Personally, I would like to see more research into prediction as a science.
You could try reading up on what is already known. Silver’s Signal and the Noise is not a bad start if you know nothing at all; if you already have some expertise in the area, the anthology Principles of Forecasting edited by Armstrong (available in Google & Libgen IIRC) covers a lot of topics.
More domain-specific, invention specific, plotting events with ever-narrower error bands. If you could isolate the specific month that news media gets in a buzz about uploading three years in advance, that would be a significant increase in prediction usefulness.
It may be impossible even with significant effort, but it’s certainly impossible without having first tried. I want to know, if nothing else, the limits of reasonable prediction. That itself would be useful information. Even if we can never get past 50% accuracy for predictions, knowing that all such predictions can only be 50% likely is actionable in the presence of any such prediction.

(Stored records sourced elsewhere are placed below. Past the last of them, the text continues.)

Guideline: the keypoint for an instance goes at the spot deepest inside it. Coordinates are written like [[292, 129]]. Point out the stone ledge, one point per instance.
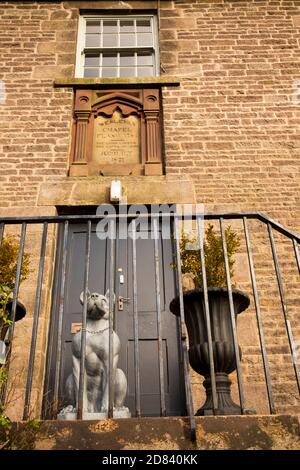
[[127, 82], [78, 191], [259, 432]]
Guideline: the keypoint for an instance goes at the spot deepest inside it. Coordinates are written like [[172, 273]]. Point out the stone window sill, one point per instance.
[[136, 82]]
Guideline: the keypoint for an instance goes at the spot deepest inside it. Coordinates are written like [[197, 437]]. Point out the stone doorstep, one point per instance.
[[213, 433]]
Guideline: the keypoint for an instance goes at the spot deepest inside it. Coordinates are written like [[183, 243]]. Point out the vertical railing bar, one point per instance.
[[232, 316], [158, 320], [81, 384], [187, 378], [136, 326], [283, 304], [297, 255], [112, 231], [35, 322], [259, 318], [17, 283], [60, 317], [1, 231], [12, 316], [207, 319]]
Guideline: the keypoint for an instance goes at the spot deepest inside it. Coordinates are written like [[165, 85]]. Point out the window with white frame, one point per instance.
[[110, 46]]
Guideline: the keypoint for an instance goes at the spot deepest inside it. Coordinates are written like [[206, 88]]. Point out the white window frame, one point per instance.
[[81, 49]]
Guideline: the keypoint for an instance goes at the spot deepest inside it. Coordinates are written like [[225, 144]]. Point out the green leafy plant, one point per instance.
[[214, 258], [9, 253]]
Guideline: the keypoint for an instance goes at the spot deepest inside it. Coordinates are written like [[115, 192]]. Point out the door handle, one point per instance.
[[122, 301]]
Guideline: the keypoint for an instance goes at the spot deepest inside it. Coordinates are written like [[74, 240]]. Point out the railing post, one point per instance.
[[158, 320], [61, 307], [186, 368], [81, 385], [35, 323], [112, 233], [207, 319], [136, 326], [284, 305], [258, 318], [232, 317]]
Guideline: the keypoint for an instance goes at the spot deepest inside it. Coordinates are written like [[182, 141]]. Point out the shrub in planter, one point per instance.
[[220, 318], [9, 251]]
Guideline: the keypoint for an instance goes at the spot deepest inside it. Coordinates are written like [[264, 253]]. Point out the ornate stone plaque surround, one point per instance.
[[116, 132]]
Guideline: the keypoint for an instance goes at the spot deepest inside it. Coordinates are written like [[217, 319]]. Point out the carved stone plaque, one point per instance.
[[116, 139]]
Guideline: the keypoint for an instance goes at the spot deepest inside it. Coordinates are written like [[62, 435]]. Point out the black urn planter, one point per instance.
[[222, 339], [20, 313]]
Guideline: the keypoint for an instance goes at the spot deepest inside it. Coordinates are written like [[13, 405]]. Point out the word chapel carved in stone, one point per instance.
[[116, 133]]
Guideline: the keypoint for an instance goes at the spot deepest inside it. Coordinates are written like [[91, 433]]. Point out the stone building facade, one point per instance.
[[228, 77]]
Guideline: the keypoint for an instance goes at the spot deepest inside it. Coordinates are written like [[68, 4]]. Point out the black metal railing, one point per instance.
[[221, 218]]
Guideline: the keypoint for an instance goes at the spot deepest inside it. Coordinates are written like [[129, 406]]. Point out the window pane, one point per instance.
[[144, 39], [110, 40], [143, 26], [92, 40], [109, 72], [145, 71], [91, 73], [126, 26], [145, 58], [127, 72], [109, 60], [127, 40], [110, 26], [127, 58], [93, 26], [92, 60]]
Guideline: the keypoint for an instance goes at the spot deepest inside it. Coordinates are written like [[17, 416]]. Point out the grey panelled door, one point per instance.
[[148, 346]]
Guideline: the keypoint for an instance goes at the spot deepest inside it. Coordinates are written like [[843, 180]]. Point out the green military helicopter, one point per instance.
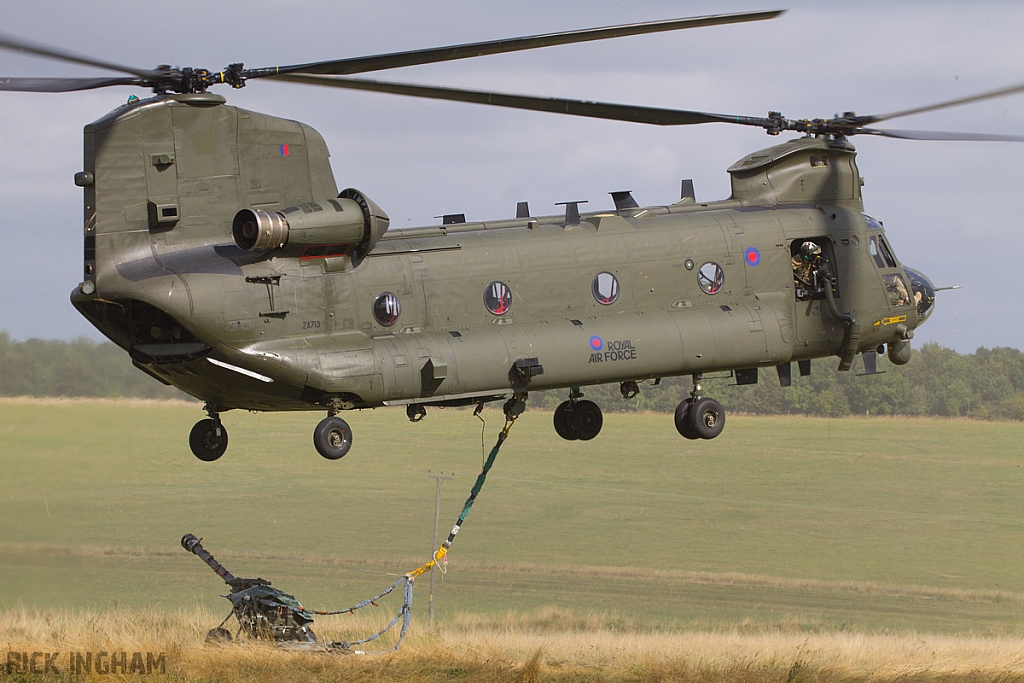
[[219, 253]]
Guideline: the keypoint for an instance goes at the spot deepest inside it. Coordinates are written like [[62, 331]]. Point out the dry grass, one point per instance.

I’m afraid that the only methods I can think up require vast collection of many different types of data, far beyond what I can currently manage myself.
Actually, there are prediction markets. Unfortunately the most useful one, Intrade got closed (maybe the three-letter-agencies felt threatened?) but hopefully there will be others. Oh, far from accurate, don’t get me wrong.

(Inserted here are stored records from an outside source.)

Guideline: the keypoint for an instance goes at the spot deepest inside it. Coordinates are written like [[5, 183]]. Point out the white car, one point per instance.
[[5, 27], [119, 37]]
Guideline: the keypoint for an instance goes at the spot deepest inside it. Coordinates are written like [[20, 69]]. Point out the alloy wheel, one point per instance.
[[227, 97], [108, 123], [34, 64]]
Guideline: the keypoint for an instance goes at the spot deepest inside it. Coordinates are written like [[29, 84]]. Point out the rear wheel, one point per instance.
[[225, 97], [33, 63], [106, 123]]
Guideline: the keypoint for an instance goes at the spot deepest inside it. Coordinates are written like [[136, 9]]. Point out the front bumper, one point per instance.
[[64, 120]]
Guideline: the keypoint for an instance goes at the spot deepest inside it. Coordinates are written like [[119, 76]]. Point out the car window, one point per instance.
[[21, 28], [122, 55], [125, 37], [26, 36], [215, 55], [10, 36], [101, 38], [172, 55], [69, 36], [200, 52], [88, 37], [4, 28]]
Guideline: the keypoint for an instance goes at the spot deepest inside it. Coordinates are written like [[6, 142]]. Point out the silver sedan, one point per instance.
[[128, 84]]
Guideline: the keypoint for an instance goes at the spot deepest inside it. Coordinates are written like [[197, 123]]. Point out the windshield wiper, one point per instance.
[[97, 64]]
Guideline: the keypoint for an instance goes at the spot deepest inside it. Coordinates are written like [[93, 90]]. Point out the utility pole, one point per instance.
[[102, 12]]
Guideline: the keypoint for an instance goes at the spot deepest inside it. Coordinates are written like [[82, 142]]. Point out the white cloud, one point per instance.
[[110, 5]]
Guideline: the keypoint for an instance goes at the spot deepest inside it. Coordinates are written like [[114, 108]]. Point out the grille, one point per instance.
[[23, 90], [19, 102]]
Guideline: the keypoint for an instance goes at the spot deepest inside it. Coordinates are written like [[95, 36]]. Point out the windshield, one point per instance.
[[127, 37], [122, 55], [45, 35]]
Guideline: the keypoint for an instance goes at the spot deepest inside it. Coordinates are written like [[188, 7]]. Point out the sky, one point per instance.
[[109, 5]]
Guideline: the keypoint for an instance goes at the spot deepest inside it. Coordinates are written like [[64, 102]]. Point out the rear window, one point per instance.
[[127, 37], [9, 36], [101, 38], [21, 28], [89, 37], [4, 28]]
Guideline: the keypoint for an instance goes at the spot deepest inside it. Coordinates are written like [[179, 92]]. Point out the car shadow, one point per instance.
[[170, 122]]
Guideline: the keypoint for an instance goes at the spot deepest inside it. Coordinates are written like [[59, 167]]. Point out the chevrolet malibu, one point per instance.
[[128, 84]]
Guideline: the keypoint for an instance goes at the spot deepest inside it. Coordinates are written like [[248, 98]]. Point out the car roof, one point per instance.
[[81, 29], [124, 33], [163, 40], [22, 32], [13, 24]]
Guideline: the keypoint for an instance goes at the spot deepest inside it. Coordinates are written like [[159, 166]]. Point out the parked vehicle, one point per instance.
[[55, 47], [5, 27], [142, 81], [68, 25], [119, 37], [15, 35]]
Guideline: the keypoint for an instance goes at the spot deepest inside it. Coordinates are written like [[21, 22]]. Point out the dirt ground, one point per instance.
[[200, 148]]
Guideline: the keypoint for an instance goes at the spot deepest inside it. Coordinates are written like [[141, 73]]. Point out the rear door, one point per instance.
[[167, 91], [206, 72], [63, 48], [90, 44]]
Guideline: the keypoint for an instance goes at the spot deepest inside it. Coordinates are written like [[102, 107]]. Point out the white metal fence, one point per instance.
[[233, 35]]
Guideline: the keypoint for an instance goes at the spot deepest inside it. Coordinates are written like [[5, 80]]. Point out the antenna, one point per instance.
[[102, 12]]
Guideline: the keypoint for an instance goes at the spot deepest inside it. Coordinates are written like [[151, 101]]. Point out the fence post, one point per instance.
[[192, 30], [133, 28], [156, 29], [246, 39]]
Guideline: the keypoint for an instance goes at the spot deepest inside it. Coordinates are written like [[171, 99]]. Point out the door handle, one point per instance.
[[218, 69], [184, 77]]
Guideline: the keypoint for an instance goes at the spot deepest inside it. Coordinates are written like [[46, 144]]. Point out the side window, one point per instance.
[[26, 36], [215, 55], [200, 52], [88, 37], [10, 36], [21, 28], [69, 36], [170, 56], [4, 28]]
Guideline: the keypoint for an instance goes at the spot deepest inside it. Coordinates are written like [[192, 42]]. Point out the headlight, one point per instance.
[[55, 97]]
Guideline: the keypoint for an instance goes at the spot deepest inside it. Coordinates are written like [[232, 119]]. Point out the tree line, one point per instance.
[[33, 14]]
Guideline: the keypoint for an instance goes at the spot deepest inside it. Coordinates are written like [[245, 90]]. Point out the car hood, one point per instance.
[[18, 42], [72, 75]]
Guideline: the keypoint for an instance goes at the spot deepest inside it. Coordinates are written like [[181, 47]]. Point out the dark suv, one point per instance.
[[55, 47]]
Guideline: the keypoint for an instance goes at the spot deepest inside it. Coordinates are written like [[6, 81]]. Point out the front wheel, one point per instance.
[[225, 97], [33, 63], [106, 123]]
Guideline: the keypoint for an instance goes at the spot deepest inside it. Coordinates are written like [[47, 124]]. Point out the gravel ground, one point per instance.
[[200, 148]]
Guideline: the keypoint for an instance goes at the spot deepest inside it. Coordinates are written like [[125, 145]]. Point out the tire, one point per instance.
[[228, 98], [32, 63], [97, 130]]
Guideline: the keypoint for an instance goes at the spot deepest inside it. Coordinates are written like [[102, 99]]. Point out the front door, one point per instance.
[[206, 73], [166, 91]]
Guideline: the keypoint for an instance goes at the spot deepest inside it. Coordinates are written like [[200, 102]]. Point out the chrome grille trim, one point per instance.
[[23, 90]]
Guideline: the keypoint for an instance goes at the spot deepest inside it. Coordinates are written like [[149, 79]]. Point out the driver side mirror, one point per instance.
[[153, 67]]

But at least if you wanted to have some kind of starting estimate for something you knew nothing about, you could sometimes find one at Intrade.
I suspect it closed because it wasn’t giving the kind of powerful results necessary to get funding-type attention. I suppose to start off, a prediction agency should predict its own success. :P
Now I’m curious about any self-referential predictions Intrade made...

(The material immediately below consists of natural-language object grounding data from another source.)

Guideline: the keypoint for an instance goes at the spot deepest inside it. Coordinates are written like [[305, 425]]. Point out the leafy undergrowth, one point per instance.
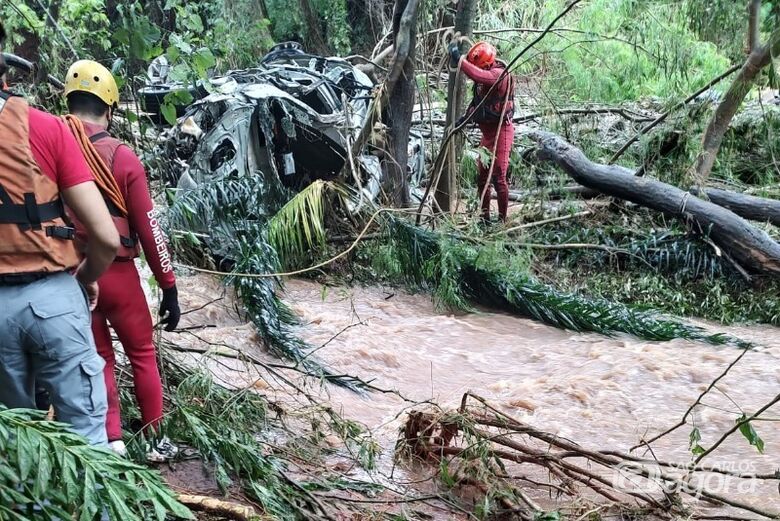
[[47, 472], [238, 437]]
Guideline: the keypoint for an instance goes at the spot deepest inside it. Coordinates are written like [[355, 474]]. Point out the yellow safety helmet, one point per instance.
[[89, 76]]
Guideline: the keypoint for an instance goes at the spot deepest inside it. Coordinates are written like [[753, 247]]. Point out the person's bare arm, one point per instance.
[[103, 240]]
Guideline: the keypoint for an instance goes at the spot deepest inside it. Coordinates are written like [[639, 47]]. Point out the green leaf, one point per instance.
[[25, 452], [43, 475], [169, 113], [445, 475], [179, 97], [172, 53], [119, 507], [169, 502], [750, 434]]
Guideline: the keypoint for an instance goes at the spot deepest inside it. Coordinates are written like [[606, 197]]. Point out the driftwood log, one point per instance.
[[752, 248], [748, 206]]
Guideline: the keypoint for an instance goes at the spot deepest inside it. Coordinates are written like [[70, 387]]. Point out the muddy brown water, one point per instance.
[[604, 393]]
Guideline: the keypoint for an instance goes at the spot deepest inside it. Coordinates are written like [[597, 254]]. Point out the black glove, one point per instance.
[[454, 51], [169, 309]]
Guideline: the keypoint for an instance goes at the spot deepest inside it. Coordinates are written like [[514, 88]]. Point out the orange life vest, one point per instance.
[[34, 236]]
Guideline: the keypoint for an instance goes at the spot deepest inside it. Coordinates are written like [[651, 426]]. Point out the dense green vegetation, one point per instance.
[[641, 54]]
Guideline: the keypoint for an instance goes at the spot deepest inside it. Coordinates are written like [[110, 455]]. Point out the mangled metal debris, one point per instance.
[[291, 121]]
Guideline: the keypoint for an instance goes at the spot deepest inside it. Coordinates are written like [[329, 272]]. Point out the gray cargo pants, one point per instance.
[[45, 337]]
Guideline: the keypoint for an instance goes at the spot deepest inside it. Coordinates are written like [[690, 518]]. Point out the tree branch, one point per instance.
[[759, 58], [754, 19]]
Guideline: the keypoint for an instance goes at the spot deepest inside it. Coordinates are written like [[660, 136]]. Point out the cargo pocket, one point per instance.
[[93, 383], [62, 325]]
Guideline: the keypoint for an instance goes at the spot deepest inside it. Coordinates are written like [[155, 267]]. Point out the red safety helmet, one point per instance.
[[482, 54]]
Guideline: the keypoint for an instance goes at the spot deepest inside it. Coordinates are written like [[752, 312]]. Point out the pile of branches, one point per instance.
[[478, 446]]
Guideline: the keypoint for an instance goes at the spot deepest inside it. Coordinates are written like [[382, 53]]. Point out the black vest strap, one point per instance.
[[97, 137], [29, 214]]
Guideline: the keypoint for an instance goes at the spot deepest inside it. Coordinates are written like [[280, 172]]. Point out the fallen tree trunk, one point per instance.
[[746, 244], [748, 206], [217, 506]]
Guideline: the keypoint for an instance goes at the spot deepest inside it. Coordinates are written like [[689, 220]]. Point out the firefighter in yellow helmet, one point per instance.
[[45, 327], [92, 95]]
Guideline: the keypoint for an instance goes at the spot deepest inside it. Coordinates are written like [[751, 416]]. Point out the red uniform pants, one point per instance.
[[122, 303], [500, 137]]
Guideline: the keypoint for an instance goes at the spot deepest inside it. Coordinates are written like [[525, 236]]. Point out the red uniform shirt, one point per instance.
[[131, 178], [55, 150]]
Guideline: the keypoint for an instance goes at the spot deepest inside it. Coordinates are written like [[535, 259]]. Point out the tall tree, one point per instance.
[[446, 189], [758, 58], [315, 39], [398, 111]]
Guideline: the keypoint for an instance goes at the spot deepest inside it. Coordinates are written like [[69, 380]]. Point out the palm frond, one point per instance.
[[47, 472], [223, 425], [466, 272], [232, 214], [299, 225]]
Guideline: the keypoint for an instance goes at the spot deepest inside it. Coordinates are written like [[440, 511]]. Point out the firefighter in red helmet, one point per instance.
[[491, 108]]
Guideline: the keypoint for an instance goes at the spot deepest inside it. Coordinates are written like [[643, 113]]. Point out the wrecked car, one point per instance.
[[293, 117]]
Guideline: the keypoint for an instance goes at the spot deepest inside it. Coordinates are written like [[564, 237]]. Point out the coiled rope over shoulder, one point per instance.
[[104, 178]]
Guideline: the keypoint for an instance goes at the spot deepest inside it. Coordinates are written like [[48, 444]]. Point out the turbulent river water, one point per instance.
[[604, 393]]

Well then, I can only assure you that I’m certain such research is being actively conducted. I’m pretty sure the Three-Letter Agencies are very much interested in prediction. Any political organisation is very much interested in prediction. Anyone who plays in the financial markets is very much interested in prediction. So no, it doesn’t look like there are too few resources committed to this problem.
Unfortunately, the problem seems to be really hard.
Naive measurements are still measurements. Personally, I would like to see more research into prediction as a science. It is difficult because you want to jump ahead decades, and five-year-out predictions have only so much value, but I (naively) predict that we’ll get better at prediction the more we practice concretely doing so. I would (naively) expect that the data used to calibrate predictions would come from interviews with researchers paired with advanced psychology.
You could try reading up on what is already known. Silver’s Signal and the Noise is not a bad start if you know nothing at all; if you already have some expertise in the area, the anthology Principles of Forecasting edited by Armstrong (available in Google & Libgen IIRC) covers a lot of topics.
If you want non-domain-specific, that’s called statistics, specifically statistical modeling.
I specifically want it to be more specific.
Do you mean more confidence in the prediction? Narrower error bands?
More domain-specific, invention specific, plotting events with ever-narrower error bands. If you could isolate the specific month that news media gets in a buzz about uploading three years in advance, that would be a significant increase in prediction usefulness.
That doesn’t sound realistic to me. It sounds impossible.
It may be impossible even with significant effort, but it’s certainly impossible without having first tried. I want to know, if nothing else, the limits of reasonable prediction. That itself would be useful information. Even if we can never get past 50% accuracy for predictions, knowing that all such predictions can only be 50% likely is actionable in the presence of any such prediction.
These are very much domain-specific plus are the function of available technology.
You seem to want psychohistory—unfortunately it’s entirely fiction.
I want exactly as I’ve stated: Research into a method.
So, um… go for it?
I’m afraid that the only methods I can think up require vast collection of many different types of data, far beyond what I can currently manage myself.
Actually, there are prediction markets. Unfortunately the most useful one, Intrade got closed (maybe the three-letter-agencies felt threatened?) but hopefully there will be others. Oh, far from accurate, don’t get me wrong.
But at least if you wanted to have some kind of starting estimate for something you knew nothing about, you could sometimes find one at Intrade.
I suspect it closed because it wasn’t giving the kind of powerful results necessary to get funding-type attention. I suppose to start off, a prediction agency should predict its own success. :P
Now I’m curious about any self-referential predictions Intrade made...
Well then, I can only assure you that I’m certain such research is being actively conducted. I’m pretty sure the Three-Letter Agencies are very much interested in prediction. Any political organisation is very much interested in prediction. Anyone who plays in the financial markets is very much interested in prediction. So no, it doesn’t look like there are too few resources committed to this problem.
Unfortunately, the problem seems to be really hard.
Maybe, but until then we still have to carry on with what we have got.